FarragoUdxResultTypeDerivation
From Eigenpedia
This page documents proposed extensions to FarragoUdx to allow the result type of a UDX invocation to be derived dynamically based on its parameters, and to give the optimizer information about allowable rewrites. The approach is declarative, so that no code needs to be written to achieve most common patterns. We'll go through some examples to illustrate the requirements.
A basic requirement is the ability to propagate the type of an entire input row, possibly inserting additional fixed columns before or after. Here's an example of appending a 128-byte digest to each row:
create function append_digest(c cursor) returns table(c.*, digest binary(128)) ...; -- produces result (deptno, name, digest) select * from table(append_digest(cursor(select deptno, name from sales.depts))));
NOTE jvs 27-Jan-2007: The functionality above is already working.
A more advanced requirement is the ability to identify column subsets from the input and treat them differently.
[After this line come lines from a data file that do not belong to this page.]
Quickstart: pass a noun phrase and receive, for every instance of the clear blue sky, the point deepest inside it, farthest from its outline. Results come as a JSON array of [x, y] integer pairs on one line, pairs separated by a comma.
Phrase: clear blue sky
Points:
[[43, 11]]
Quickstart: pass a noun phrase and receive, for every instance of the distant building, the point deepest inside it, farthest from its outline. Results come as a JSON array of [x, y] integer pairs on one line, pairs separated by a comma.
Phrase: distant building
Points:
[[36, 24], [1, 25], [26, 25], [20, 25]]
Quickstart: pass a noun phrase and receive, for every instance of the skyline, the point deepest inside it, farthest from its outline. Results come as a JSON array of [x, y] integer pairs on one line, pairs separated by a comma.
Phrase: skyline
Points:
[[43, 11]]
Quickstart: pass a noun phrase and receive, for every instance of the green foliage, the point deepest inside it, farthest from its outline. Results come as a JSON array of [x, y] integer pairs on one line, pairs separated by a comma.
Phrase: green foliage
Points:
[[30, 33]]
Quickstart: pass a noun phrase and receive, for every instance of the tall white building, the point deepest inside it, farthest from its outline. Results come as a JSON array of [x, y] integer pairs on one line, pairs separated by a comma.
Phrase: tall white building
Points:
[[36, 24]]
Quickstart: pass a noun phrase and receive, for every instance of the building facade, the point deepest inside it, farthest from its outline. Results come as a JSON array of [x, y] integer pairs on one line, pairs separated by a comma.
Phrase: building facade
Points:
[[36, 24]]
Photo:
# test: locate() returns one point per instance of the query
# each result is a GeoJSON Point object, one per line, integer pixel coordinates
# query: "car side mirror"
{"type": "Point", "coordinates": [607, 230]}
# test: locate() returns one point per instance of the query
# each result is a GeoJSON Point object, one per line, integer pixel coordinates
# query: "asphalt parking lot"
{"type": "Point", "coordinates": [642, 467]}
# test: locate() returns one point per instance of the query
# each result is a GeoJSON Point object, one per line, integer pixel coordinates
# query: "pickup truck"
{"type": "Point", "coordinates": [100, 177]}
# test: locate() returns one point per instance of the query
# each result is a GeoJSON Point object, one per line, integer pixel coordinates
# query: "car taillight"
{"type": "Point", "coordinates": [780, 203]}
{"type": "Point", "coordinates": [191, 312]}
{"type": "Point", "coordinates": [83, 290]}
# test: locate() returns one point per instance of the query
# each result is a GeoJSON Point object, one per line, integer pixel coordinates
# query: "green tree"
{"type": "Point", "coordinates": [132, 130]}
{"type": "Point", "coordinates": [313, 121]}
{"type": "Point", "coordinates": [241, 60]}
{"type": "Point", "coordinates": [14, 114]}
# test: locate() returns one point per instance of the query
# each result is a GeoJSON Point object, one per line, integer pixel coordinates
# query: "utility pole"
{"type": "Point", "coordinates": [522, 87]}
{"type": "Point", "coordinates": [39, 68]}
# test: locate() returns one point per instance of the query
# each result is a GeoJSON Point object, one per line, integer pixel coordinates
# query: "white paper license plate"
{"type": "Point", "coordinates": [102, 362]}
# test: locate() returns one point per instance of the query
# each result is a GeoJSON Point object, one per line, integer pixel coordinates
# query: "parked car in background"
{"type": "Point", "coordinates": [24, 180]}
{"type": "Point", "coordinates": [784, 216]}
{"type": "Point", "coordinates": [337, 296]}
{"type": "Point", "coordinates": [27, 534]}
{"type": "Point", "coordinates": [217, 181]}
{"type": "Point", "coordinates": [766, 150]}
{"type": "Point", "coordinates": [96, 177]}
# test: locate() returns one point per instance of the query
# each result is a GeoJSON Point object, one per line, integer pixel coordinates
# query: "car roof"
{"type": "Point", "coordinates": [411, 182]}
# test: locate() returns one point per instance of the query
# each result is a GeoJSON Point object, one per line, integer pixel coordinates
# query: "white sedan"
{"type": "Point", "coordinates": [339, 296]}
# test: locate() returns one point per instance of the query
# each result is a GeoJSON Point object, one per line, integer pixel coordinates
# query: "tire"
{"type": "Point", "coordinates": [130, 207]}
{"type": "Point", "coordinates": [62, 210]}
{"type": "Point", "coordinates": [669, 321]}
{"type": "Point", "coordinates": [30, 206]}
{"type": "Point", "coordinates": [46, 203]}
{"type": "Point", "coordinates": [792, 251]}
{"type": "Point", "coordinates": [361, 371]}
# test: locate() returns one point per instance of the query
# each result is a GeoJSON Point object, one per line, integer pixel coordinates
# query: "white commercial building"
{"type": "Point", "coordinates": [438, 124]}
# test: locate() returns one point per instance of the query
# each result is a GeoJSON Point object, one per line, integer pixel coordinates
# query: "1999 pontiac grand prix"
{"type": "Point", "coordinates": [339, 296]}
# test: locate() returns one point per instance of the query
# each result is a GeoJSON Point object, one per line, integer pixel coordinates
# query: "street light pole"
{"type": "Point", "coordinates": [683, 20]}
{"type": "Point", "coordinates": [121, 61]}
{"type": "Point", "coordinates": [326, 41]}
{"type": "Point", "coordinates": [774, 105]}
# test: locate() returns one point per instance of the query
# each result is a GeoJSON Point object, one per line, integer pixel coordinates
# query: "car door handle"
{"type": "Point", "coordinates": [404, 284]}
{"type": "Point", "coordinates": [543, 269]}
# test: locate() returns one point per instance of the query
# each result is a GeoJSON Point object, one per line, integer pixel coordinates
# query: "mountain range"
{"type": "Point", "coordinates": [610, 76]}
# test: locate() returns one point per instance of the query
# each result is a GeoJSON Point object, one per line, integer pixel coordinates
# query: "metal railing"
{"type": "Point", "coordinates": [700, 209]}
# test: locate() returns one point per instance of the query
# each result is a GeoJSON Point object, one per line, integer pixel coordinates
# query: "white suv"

Suppose that we want to preserve a subset of the input columns, but collapse the rest into a single string:
create function collapse(c cursor, r select from c) returns table(r.*, etc varchar(1024)) ...; -- produces result (empno, name, etc) select * from table(collapse(cursor(select * from sales.emps), row(empno, name)));
Here the "r select from c" parameter definition indicates that a row of column names will be specified for each invocation, and these column names must be a subset of the names present in the referenced cursor. In the invocation, the row operator is used to bracket the list of column names. The invoked Java method must have a corresponding parameter of type List<String> which receives the column names.
NOTE jvs 27-Jan-2007: The ability to declare a column-list parameter and receive the list of column names at invocation time is already working.
NOTE zfong 29-Dec-2008: The ability to propagate only that column list to the output also works. The rest of this page is not yet implemented.
Sometimes row construction needs to be done in a subtractive fashion rather than additively. A UDX may implement a custom join operator, and the author of the UDX wants to discard the redundant join keys from one side:
create function snazzy_join(c1 cursor, c2 cursor, k1 select from c1, k2 select from c2)
returns table (c1.*, c2.* excluding k2.*)
...;
-- produces result (deptno,dname,ename)
select * from table(snazzy_join(
cursor(select deptno,name as dname from depts),
cursor(select deptno,name as ename from emps),
row(deptno),
row(deptno)));
The validator would require that after the full row type has been constructed, all result column names must be unique. This may require aliasing on the cursor input queries.
A related enhancement would be a way to constrain datatypes on the columns referenced in column lists. Currently, UDX's can do this programatically, but it only happens at runtime, whereas something metadata-driven and prepare-time would be preferable in many cases.
That's it for dynamic type derivation. Now, how about syntax for letting the optimizer know about potential rewrites?
In the append_digest example above, we'd like to be able to tell the optimizer that filters can be pushed down:
create function append_digest(c cursor) returns table(c.*, digest binary(128)) restrict input with filter(c.*) ...; -- as a result, optimizer knows that select * from table(append_digest(cursor(select * from sales.depts))) where deptno=10; -- is equivalent to select * from table(append_digest(cursor(select * from sales.depts where deptno=10)));
But maybe snazzy_join does not allow for filter pushdown on join keys (while anything else is OK):
create function snazzy_join(c1 cursor, c2 cursor, k1 select from c1, k2 select from c2) returns table (c1.*, c2.* excluding k2.*) restrict input with filter(c1.* excluding k1.*, c2.* excluding k2.*) ...;
Similarly, we can tell the optimizer how to handle projection:
create function collapse(c cursor, r select from c) returns table(r.*, etc varchar(1024)) restrict input with select(r.*) ...; -- as a result, optimizer knows that select empno, etc from table(collapse(cursor(select * from sales.emps), row(empno, name))); -- is equivalent to select empno, etc from table(collapse(cursor(select empno from sales.emps), row(empno))); -- but that select deptno, etc from table(collapse(cursor(select * from sales.emps), row(empno, name))); -- is NOT equivalent to select deptno, etc from table(collapse(cursor(select deptno from sales.emps), row())); -- (because etc is derived from the other columns)
We might want to come up with a way to express the fact that if etc is projected away, then all of the underlying columns can be projected; a similar construct would also be useful for tracing column-level dataflow dependencies through columns fabricated by the UDX.